LLMs generate coherent but epistemically overreaching explanations for personal sensing data, routinely attributing anomalies to unsupported causes even with richer context; bounded prompting reduces but does not eliminate this issue across 14,922 explanations from three datasets and three model families.

LLMs are increasingly used to explain personal sensing data, translating traces of activity and mood into natural-language accounts of why an anomalous day may have occurred.
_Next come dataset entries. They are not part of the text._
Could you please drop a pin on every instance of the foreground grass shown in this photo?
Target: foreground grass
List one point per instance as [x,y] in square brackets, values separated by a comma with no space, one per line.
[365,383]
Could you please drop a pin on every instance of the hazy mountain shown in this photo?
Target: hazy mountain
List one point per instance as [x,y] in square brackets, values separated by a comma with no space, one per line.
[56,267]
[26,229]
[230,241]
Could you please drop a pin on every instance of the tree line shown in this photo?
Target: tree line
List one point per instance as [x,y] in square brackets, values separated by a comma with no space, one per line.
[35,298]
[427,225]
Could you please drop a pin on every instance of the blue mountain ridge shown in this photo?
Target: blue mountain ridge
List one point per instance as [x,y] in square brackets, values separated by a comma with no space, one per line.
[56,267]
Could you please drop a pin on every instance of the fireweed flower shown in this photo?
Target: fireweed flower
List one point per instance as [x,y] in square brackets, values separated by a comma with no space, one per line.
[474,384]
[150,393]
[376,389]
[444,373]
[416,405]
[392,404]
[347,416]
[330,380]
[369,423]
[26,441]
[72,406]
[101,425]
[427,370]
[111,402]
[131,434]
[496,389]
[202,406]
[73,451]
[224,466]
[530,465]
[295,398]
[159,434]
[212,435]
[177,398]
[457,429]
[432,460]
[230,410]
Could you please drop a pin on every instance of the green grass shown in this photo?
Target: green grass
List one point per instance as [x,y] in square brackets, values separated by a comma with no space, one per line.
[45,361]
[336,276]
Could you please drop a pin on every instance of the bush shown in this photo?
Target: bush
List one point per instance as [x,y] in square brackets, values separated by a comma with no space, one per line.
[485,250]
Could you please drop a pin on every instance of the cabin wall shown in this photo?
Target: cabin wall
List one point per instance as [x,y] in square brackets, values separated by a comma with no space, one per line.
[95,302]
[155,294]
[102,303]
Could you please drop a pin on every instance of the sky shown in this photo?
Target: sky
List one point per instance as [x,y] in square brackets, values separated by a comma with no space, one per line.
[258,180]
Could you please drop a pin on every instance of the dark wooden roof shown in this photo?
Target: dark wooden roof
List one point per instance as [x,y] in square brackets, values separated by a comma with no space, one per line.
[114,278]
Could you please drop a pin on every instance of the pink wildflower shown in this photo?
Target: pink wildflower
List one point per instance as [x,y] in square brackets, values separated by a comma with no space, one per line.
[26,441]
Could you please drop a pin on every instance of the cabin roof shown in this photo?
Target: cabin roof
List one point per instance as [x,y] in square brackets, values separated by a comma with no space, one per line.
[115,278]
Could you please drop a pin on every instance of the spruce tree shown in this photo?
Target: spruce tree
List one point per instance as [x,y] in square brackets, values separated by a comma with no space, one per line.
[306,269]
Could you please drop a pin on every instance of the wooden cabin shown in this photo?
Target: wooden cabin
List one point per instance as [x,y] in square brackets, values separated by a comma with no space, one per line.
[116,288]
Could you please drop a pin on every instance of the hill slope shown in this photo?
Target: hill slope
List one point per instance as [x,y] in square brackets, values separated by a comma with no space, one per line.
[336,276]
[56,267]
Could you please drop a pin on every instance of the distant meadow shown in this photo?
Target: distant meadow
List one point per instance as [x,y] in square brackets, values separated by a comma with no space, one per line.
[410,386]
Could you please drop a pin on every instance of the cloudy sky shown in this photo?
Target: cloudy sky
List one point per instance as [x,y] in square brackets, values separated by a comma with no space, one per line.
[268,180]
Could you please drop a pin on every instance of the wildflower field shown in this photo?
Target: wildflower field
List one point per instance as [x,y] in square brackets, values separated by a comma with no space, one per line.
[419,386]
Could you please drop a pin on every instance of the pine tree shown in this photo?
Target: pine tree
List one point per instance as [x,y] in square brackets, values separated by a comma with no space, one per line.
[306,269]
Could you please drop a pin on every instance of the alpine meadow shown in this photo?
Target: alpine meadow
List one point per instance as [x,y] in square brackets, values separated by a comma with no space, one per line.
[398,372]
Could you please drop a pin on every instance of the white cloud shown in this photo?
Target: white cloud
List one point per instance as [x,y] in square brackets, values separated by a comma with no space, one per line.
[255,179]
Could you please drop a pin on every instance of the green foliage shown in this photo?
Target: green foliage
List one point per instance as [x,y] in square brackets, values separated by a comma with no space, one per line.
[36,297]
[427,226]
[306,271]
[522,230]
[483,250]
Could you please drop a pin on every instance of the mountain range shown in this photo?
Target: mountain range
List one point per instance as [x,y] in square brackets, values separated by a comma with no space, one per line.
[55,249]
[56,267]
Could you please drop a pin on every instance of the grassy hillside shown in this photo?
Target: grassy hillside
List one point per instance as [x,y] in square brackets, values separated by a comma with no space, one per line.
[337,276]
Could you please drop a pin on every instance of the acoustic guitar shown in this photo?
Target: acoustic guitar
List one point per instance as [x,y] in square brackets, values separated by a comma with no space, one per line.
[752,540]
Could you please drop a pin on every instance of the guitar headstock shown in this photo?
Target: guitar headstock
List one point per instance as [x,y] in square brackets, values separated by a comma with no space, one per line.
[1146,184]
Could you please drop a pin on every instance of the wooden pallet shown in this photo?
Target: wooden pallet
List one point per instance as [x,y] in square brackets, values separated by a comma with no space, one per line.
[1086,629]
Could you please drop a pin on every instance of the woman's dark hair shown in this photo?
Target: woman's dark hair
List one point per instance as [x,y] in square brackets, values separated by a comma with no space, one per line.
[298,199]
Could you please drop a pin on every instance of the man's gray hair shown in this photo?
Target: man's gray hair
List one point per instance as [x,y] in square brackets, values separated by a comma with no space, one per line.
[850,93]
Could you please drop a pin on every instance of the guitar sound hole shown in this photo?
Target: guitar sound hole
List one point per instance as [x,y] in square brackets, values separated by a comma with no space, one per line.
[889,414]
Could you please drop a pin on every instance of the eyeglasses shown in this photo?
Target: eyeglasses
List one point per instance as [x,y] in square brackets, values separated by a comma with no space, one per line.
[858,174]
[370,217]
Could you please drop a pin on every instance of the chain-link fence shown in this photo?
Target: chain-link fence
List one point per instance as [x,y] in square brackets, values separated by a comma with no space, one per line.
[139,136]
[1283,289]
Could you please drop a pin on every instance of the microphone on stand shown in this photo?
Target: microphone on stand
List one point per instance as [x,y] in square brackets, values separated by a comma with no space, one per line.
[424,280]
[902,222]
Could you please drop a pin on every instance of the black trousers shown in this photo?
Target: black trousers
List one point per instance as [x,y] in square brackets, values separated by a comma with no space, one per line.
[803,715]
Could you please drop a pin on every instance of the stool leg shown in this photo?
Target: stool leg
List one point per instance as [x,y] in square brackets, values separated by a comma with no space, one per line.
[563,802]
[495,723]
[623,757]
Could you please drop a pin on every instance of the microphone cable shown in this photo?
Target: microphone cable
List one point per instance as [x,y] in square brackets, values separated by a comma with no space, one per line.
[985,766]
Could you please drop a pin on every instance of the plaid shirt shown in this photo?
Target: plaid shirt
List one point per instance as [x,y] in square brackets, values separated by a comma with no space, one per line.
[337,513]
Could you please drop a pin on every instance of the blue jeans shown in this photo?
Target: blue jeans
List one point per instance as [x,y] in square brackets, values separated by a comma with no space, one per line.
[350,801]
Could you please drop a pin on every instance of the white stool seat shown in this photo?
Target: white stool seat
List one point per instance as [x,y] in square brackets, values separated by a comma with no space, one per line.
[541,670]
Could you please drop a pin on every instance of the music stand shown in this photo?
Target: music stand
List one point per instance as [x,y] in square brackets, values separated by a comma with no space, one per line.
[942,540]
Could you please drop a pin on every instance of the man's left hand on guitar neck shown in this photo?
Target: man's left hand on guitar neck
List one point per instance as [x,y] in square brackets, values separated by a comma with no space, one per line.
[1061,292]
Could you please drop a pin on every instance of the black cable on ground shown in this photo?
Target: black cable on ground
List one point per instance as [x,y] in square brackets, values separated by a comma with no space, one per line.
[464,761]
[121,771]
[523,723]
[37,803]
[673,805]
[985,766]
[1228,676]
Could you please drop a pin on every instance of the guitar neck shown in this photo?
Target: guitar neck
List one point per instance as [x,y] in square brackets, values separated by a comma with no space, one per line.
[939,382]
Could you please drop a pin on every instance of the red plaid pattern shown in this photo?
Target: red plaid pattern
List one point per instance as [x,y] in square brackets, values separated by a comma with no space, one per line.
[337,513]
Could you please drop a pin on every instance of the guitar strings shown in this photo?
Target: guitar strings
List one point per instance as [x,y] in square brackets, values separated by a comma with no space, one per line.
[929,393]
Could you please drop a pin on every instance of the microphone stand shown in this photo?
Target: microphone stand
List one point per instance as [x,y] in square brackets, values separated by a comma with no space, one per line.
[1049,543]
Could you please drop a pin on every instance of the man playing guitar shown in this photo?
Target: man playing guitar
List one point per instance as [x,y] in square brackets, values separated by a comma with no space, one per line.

However, such explanations can sound coherent and personally meaningful even when the underlying evidence is sparse or missing. We introduce epistemic overreach (EO) as a measure for cases where a generated explanation implies more than the available sensing evidence can justify. To audit how often and in what forms EO occurs, we obtained anomalous-day scenarios from three longitudinal sensing datasets of college students: StudentLife, GLOBEM, and CollegeExperience. Across activity, sleep, and affect anomalies, we generated 14,922 explanations using three LLM families -- Llama, Qwen, and GPT -- under two prompting conditions: one minimally constrained prompt and another prompt explicitly instructing models to bound claims to the data. For each scenario, we varied the amount of behavioral evidence available to the model to examine whether more evidence reduces EO. We evaluated each explanation using a structured rubric, decomposing EO into the dimensions of unsupported causal attribution, unacknowledged data gaps, overconfident language, temporal inconsistency, and diagnostic inference. We find that LLMs routinely attribute anomalous days to causes without sufficient support from the data, and that this pattern replicates across datasets, anomaly types, and model families. Further, providing richer context does not reliably reduce EO; bounded prompting helps but does not eliminate it. These findings suggest that evidential grounding should be a first-order evaluation criterion for LLM-generated personal sensing explanations, alongside fluency and plausibility. We argue that personal sensing explanations require evidential discipline: systems must distinguish what is observed, what is inferred, and what remains unknown.